Employee monitoring: why surveillance will never be the answer
Last updated on
October 16, 2020
As millions of people discovered this year, remote working has plenty of perks. There’s no crushing commute, no sad lunchtime sandwiches, no interruptions from colleagues dropping by your desk. But while by and large output hasn’t dropped during lockdown, some employees are concerned that their productivity is down.
Apparently, this is a concern that’s shared by their employers too. At the same time as there’s been a surge in people working from home, there’s been a surge in demand for surveillance software (with customer bases quadrupling in the last year alone for one employee surveillance company). But keeping track of what employees are doing is one thing – spying on them is a whole other ball game. Here’s why surveillance will never be the answer to employee monitoring.
Why is employee monitoring increasing?
It’s not hard to see why the increased demand for employee monitoring software has been so dramatic. A lot of organizations still have outdated views about remote working, believing it’s essentially an excuse for employees to laze around at home all day (spoiler: it isn’t). When the pandemic forced these companies to go remote, they did so grudgingly. Many companies also felt they needed to match – or even increase – management practices used in the office, and faced with so many doubts they believed surveillance tools might solve the problem.
To a point, this is understandable. As collaboration shifts to the virtual realm, organizations are desperately seeking ways to keep the remote employee experience visible – and for many companies, the motivation to monitor staff is honest enough. Going remote overnight isn’t easy, and a lot of people have struggled to adapt. It makes sense that managers want to ensure newly remote teams have a manageable workload, maintain a healthy work/life balance and progress with their tasks. Armed with this data, managers can identify employee challenges early to offer effective support and keep geographically distributed teams aligned.
Instead of merely trying to remain in the loop, too many companies are defaulting to primitive surveillance tools to bridge this managerial knowledge gap. The surveillance tech they use to monitor employees use invasive tactics to gauge employee performance, productivity, and hours at work – things like candid screenshots, tracking keystrokes and mouse movements, and accessing employee devices remotely. And perhaps most shocking of all is the fact that some of this surveillance is covert, and employees have no idea they’re being tracked.
There is so much wrong with this approach to employee monitoring. Ultimately, it creates a one-way power dynamic and fosters a presumption of guilt. It completely destroys trust and undermines employees’ right to privacy. This type of employee monitoring is bad enough in the office, but when people are working from home it takes on a new shape – because your home should always be a private space. And of course, it’s also a shockingly tone deaf approach to management in a time when everyone is trying to adjust to new ways of working in a prolonged period of global uncertainty.
How to monitor employees
So if this is the wrong way to monitor employees, what’s the right way to do it? First, we need to totally rethink the concept of “monitoring”. It’s not about keeping a watchful eye on your employees – and it’s important to be aware of the fact that there isn’t really any evidence that employees are more productive when they’re monitored. Employee monitoring should be about keeping basic employee performance and wellbeing indicators visible. It’s crucial that people don’t feel like they’re being constantly spied on – especially inside their homes.

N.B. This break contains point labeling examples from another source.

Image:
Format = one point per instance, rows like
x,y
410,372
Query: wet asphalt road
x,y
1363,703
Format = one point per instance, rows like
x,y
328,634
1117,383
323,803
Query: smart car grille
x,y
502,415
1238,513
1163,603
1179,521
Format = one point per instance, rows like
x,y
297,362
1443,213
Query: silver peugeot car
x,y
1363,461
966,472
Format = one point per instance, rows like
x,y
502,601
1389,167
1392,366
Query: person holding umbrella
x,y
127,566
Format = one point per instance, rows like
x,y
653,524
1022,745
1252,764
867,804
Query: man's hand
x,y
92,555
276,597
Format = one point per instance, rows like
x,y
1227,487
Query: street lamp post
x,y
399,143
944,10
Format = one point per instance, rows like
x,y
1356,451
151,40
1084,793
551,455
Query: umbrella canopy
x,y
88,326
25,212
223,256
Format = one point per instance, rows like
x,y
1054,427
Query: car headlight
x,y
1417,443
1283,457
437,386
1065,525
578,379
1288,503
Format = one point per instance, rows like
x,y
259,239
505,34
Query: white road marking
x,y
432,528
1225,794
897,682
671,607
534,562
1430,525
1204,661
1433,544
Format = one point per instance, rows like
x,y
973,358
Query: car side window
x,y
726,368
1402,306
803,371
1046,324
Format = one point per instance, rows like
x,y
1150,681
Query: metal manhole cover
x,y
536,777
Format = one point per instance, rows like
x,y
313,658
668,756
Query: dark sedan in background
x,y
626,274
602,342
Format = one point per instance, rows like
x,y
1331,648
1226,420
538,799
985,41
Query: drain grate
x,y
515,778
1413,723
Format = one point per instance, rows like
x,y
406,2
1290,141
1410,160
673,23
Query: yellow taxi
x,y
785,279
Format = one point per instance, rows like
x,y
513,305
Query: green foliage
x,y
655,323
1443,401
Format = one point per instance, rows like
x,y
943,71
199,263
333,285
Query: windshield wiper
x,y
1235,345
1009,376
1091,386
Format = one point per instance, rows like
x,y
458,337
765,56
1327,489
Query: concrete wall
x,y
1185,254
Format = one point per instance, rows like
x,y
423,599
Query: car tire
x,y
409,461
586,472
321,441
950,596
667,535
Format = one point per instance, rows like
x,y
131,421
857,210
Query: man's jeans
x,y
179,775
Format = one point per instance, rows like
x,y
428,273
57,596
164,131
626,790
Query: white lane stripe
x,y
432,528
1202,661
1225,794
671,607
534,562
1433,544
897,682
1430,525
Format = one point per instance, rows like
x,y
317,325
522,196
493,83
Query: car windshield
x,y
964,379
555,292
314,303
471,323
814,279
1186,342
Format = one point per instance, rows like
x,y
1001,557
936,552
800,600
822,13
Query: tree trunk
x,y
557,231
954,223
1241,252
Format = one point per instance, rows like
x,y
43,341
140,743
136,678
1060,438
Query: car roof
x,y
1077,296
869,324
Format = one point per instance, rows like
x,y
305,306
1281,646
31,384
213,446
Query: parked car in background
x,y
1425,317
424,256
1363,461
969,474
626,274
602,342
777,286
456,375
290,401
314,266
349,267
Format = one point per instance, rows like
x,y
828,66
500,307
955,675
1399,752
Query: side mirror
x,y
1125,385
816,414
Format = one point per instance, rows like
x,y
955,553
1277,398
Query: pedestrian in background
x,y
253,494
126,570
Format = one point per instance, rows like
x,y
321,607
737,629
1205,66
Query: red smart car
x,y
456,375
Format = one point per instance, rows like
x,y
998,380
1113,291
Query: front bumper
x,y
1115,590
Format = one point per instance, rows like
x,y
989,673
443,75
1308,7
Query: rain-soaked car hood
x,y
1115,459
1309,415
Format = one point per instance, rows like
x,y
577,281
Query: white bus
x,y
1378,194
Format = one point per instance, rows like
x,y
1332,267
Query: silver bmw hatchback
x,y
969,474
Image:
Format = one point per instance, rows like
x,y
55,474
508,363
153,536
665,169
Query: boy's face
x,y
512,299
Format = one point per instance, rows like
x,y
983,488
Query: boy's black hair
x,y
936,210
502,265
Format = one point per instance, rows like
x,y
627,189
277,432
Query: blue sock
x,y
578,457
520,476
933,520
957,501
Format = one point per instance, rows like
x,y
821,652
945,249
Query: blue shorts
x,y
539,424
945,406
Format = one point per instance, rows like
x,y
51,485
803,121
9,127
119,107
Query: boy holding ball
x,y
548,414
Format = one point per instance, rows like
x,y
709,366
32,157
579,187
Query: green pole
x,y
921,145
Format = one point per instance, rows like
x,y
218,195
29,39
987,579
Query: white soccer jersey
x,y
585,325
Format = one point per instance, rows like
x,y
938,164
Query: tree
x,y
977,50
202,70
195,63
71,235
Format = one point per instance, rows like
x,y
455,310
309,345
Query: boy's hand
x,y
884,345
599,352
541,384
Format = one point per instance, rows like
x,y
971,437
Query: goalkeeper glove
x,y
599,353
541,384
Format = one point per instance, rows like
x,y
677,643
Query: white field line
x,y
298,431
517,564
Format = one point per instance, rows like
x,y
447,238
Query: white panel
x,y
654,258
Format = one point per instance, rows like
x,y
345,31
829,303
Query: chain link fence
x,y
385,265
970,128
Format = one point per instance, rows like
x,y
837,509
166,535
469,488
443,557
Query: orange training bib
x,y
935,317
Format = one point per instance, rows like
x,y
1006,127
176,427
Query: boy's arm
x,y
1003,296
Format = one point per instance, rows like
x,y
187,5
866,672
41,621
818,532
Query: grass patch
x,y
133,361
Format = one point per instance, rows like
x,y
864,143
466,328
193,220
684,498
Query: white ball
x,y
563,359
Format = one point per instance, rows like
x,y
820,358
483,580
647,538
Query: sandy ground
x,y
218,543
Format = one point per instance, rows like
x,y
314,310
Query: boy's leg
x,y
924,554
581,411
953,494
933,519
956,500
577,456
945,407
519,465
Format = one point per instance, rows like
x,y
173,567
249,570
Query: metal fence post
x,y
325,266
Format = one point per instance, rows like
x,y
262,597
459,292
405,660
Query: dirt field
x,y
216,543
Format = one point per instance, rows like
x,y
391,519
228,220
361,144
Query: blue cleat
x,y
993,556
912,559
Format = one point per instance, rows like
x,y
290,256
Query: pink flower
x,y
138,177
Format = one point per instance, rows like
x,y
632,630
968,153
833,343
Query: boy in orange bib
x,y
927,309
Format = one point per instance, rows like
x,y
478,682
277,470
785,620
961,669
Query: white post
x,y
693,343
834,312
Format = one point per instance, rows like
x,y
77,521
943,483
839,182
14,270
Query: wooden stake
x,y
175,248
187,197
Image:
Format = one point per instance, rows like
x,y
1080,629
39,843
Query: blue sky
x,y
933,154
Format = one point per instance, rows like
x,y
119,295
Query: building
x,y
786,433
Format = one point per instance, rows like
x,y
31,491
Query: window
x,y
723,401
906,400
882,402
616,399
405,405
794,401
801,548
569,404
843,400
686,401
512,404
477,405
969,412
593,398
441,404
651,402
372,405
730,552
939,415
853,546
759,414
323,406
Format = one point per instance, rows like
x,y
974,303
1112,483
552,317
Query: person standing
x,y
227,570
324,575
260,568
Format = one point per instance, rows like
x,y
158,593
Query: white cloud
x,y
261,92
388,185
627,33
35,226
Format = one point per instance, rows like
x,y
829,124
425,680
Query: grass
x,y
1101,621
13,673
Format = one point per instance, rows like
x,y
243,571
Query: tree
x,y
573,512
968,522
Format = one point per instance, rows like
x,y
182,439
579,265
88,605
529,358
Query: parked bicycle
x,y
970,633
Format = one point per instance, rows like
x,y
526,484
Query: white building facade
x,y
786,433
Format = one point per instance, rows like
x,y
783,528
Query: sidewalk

Rather than using surveillance tech that takes screenshots and monitors keystrokes, companies should instead introduce culture-friendly tracking tools which provide user-level privacy by design. The reason time tracking tools like Timely are trusted by teams, is because everyone remains in control of their data – nothing is shared publicly without individual consent. Any software you use should protect employee agency, laying out how data is collected and what information managers can see. It should also clearly benefit employees themselves, not just their employers.
Ultimately, the best remote cultures are generous ones. They recognize everyone’s humanity and work to better understand individual needs – helping to make the remote experience as healthy, happy and fulfilling as possible.